Я все еще сижу – с дневником Ксении в руках, потухшей сигаретой в зубах и в тапочках на босу ногу. Шучу, конечно.
А если серьезно, то с «автографом» мадемуазель Королевой к памятнику на Театральной площади поедет один Миша. Я же займусь делом более важным, нежели свидание с невзрачной особой по имени Настя Белова.
Кстати, где мой возница? Его что‑то не слышно на протяжении вот уже нескольких часов. Или я так задумалась, что перестала воспринимать какие бы то ни было «проявления внешнего мира» (или «внешние проявления мира»? Неважно).
Чем пахнет? В моем доме давно «не водились» такие запахи. Мясо. Жареное мясо. Со специями. И что‑то еще, такое же вкусное.
Я распахнула дверь кухни и застыла на пороге: Миша в фартуке (откуда в моей квартире взялся фартук?) колдует над стоящими на плите кастрюльками и сковородками (неужели у меня столько посуды?), в которых что‑то жарится‑парится, шипит, булькает, а главное – пахнет так, что слюнки текут.
Мне такого в жизни не приготовить!
– Миша, в честь какого праздника столь восхитительный ужин?
А может, обед? Я, вообще‑то, обедала сегодня? Кажется, да. Но скромненько, в гордом одиночестве.
Шофер и – как оказалось – по совместительству повар (или шофер по совместительству?) смущенно улыбнулся.
– Вы были заняты; не хотел мешать, простите, продукты без спроса взял.
– Ну что вы!
Милый мой, я без сожаления откажусь от кофе и ресторанов и набью холодильник всем необходимым, если в этом доме каждый день будет так аппетитно шкворчать и булькать в кастрюльках и сковородках что‑нибудь восхитительно‑вкусное.
– Миша, а приготовление пищи – ваше хобби или как?
– Можно сказать, хобби, – усмехнулся возница. – Вижу, продукты у вас есть, а готовить не любите.
– Н‑ну… по настроению. Конечно, предпочитаю пробовать то, что приготовят другие, чем самой возиться.
Пока я, слегка растерянная, одурманенная пряными запахами, полушутливо‑полусерьезно раздумывала, не пригласить ли Мишу к себе поваром, некий вредный дяденька «из радио» сообщил «великой и могучей державе», что начало шестого сигнала соответствует восемнадцати часам московского времени.
– Миша, мы опоздали, – только и смогла я выговорить.
Ехать, разумеется, никуда не хочется.
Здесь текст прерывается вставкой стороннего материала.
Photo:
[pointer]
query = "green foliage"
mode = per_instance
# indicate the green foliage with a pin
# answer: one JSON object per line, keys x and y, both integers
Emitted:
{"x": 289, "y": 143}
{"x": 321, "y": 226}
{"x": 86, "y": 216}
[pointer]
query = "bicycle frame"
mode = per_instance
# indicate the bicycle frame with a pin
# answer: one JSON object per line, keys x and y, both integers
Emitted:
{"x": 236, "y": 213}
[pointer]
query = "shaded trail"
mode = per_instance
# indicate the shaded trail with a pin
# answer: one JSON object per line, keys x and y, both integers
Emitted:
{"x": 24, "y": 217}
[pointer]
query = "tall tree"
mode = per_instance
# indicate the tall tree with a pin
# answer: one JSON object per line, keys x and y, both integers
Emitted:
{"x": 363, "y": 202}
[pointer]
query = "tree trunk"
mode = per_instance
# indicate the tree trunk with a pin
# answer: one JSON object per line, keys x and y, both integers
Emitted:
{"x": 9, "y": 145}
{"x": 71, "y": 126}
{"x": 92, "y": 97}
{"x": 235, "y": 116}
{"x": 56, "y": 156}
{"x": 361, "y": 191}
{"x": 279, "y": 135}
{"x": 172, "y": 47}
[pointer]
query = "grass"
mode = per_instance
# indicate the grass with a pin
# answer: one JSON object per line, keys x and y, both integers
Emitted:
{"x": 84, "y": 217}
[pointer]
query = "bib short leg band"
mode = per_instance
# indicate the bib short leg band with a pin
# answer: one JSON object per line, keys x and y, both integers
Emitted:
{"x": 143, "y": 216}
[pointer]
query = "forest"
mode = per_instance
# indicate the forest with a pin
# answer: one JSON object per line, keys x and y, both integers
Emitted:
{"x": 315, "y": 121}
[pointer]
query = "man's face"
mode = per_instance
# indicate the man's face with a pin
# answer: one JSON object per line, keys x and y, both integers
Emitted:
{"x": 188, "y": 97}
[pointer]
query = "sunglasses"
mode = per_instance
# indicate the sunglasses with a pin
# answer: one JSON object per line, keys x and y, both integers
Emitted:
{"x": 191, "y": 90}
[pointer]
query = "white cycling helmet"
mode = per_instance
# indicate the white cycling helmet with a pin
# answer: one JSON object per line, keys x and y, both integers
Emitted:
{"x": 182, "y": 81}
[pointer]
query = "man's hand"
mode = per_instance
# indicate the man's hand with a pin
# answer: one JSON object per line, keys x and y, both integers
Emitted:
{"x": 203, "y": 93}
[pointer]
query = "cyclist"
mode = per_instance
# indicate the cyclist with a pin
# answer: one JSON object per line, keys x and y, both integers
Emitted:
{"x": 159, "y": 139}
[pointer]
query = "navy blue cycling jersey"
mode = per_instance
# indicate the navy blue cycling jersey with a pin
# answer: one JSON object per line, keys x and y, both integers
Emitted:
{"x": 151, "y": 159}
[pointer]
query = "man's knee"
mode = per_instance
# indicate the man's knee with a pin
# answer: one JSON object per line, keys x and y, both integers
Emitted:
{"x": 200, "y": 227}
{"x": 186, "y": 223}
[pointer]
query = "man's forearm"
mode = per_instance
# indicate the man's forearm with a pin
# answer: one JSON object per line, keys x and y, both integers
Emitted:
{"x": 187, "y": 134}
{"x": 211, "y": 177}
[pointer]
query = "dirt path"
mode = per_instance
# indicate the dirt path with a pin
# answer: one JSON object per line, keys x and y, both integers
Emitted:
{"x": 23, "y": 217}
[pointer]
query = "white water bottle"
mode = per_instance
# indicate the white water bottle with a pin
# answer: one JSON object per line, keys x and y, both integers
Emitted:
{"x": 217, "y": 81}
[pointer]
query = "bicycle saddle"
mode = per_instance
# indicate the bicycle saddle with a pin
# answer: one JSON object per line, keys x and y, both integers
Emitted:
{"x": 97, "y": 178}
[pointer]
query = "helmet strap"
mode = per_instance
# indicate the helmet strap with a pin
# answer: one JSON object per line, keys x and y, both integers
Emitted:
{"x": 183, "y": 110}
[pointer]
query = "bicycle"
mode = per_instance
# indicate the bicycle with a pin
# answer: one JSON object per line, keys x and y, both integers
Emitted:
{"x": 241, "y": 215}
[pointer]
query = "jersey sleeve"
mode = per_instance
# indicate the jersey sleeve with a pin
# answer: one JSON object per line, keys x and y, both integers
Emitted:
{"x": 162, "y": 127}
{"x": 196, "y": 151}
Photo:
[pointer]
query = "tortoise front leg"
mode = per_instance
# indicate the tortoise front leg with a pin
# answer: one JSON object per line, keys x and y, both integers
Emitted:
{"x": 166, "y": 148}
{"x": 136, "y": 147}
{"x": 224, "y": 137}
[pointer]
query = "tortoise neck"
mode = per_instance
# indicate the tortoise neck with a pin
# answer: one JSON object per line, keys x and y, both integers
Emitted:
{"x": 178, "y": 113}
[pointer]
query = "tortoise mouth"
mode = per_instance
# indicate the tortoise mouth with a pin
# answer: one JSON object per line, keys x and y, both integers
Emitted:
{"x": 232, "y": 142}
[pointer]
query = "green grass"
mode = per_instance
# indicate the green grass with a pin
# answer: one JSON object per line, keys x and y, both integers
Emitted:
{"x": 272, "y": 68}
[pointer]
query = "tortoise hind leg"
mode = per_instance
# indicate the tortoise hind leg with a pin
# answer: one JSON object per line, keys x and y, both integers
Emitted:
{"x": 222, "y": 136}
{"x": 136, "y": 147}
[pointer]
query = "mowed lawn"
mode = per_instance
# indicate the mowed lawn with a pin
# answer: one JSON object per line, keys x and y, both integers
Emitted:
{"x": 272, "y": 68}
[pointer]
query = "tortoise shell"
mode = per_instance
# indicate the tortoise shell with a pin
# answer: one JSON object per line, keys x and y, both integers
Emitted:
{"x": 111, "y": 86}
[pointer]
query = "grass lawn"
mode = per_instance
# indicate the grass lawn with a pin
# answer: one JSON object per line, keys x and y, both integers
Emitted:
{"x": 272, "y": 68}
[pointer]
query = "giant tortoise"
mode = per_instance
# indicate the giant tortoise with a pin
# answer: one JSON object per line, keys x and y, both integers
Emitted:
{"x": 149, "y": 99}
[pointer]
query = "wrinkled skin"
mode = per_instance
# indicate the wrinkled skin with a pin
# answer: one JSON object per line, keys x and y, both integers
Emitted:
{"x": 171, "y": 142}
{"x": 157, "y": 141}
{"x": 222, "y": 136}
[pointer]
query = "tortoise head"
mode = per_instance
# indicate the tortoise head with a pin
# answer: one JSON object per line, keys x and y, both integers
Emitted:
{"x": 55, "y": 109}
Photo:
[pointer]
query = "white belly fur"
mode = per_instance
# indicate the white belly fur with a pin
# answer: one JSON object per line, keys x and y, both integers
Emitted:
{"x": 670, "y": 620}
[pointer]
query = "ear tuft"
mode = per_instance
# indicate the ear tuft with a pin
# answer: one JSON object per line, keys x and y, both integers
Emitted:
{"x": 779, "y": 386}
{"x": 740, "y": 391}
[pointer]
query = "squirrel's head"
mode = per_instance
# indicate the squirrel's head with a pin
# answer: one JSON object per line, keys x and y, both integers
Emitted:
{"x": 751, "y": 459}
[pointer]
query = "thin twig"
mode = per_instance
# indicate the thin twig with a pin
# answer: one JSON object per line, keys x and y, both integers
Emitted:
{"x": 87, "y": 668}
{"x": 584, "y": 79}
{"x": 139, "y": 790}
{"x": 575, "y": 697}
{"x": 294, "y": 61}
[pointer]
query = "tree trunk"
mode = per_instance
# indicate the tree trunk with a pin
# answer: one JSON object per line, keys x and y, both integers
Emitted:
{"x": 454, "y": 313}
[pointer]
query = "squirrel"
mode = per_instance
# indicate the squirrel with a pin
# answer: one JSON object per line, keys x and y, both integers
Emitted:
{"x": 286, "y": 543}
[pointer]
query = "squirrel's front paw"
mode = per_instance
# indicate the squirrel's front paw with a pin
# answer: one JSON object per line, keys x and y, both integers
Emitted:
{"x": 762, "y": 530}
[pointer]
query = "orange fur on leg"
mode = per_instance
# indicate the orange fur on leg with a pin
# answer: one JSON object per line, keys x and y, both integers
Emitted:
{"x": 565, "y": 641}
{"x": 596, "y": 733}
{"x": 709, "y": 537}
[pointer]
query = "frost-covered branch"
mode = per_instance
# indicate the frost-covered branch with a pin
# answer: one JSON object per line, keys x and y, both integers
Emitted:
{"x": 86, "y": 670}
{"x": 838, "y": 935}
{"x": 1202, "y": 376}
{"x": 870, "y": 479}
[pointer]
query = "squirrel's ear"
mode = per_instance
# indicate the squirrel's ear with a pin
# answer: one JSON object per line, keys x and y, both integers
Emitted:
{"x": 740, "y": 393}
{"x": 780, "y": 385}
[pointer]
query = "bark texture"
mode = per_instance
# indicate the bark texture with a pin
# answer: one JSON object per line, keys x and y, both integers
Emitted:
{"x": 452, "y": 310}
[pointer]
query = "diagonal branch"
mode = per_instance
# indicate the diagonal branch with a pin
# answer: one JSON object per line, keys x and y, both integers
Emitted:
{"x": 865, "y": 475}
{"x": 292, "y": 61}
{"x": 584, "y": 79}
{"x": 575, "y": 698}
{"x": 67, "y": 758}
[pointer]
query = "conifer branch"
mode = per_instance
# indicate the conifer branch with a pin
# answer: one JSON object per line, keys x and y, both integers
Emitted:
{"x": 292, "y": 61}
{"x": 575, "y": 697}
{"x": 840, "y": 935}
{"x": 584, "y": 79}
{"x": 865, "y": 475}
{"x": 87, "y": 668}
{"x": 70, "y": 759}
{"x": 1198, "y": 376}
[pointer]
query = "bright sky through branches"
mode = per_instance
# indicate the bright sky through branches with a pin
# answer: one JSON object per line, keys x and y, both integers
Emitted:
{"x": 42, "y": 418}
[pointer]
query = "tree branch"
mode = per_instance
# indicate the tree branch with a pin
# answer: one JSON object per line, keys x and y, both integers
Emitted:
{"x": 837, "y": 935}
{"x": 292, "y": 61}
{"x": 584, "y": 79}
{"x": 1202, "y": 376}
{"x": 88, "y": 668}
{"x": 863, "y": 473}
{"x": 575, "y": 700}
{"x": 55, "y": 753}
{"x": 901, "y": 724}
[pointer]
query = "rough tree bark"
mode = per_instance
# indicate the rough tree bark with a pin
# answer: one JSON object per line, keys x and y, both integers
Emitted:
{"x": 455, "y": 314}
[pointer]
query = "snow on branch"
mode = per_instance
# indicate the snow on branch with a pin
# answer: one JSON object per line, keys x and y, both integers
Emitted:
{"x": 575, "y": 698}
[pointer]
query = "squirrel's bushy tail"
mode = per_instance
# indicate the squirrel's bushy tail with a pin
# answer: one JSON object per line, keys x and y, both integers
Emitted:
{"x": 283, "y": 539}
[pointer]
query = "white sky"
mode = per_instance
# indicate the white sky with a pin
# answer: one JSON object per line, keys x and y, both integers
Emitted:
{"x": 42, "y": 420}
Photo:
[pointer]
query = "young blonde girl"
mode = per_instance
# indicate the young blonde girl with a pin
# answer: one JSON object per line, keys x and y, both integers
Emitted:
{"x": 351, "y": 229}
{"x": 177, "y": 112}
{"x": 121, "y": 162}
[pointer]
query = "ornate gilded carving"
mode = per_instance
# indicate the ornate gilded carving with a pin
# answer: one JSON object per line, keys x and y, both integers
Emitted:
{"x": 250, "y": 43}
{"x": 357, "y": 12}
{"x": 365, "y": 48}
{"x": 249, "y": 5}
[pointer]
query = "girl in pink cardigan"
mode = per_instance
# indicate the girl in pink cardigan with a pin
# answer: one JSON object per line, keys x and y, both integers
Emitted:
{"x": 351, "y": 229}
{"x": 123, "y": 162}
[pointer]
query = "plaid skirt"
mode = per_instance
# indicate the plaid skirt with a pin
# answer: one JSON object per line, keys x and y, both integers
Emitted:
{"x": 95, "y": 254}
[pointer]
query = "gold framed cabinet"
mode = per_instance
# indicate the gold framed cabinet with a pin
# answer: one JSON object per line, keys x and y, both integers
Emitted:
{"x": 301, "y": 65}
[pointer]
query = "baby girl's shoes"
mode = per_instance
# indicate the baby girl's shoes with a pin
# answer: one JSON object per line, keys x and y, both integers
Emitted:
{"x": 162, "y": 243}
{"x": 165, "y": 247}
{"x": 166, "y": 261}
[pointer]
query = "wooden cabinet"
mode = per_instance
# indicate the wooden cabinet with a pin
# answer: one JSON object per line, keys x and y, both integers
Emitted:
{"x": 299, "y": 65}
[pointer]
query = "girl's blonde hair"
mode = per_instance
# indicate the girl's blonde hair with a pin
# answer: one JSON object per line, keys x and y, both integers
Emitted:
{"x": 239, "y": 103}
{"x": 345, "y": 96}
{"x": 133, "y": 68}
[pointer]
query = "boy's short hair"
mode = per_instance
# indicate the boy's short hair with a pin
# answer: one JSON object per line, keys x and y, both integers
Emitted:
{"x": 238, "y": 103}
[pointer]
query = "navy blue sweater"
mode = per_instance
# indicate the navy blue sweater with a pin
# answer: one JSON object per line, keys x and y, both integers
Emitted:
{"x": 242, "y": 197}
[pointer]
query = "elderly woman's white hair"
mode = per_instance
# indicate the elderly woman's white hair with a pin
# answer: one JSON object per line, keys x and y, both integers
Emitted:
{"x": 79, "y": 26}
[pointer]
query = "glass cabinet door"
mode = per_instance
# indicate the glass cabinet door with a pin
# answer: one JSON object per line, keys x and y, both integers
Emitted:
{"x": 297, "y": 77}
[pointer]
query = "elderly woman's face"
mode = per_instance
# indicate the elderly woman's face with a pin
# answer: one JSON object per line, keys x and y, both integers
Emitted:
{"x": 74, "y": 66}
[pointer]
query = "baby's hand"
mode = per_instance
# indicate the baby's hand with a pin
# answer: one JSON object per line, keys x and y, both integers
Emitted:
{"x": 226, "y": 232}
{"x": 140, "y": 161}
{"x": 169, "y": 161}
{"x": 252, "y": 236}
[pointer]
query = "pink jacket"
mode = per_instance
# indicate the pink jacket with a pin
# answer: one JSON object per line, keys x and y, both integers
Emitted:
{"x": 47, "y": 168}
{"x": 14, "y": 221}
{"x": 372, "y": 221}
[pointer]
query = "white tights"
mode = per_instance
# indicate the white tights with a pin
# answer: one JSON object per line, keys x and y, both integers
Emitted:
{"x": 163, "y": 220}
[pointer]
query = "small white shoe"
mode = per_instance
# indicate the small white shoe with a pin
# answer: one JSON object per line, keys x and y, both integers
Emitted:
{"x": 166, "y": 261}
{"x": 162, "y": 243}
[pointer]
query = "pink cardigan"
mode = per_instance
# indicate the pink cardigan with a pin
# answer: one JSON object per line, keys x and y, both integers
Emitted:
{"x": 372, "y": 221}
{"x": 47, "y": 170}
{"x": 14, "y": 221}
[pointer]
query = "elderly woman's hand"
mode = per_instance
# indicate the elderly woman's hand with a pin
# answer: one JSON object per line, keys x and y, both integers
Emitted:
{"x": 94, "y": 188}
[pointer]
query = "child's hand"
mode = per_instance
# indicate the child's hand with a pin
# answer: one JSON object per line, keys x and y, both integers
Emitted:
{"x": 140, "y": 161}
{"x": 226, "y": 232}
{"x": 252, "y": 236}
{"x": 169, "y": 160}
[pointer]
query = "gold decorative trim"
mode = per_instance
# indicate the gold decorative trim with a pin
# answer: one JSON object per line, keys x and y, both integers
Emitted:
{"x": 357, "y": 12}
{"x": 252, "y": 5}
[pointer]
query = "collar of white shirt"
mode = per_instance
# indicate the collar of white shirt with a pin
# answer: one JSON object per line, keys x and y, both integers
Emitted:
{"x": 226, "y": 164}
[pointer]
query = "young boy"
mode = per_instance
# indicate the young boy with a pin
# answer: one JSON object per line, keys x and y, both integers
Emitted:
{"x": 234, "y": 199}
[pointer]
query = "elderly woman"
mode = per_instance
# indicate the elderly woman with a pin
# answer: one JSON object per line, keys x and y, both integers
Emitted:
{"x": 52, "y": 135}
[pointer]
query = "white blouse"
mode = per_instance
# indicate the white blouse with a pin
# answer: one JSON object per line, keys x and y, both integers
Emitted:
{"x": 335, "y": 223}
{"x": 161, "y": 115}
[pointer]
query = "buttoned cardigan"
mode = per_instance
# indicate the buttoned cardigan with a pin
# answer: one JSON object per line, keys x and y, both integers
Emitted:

Ни мне, голодной, ни шоферу, тоже, наверное, изрядно проголодавшемуся.
В конце концов, решили так: Миша быстренько отвозит дневник Настеньке (ежели сия «мамзель» еще не ушла, устав меня ждать) и мчится обратно. А я в это время порежу луковку и половину головки чеснока: надо же внести свою лепту в процесс приготовления пищи.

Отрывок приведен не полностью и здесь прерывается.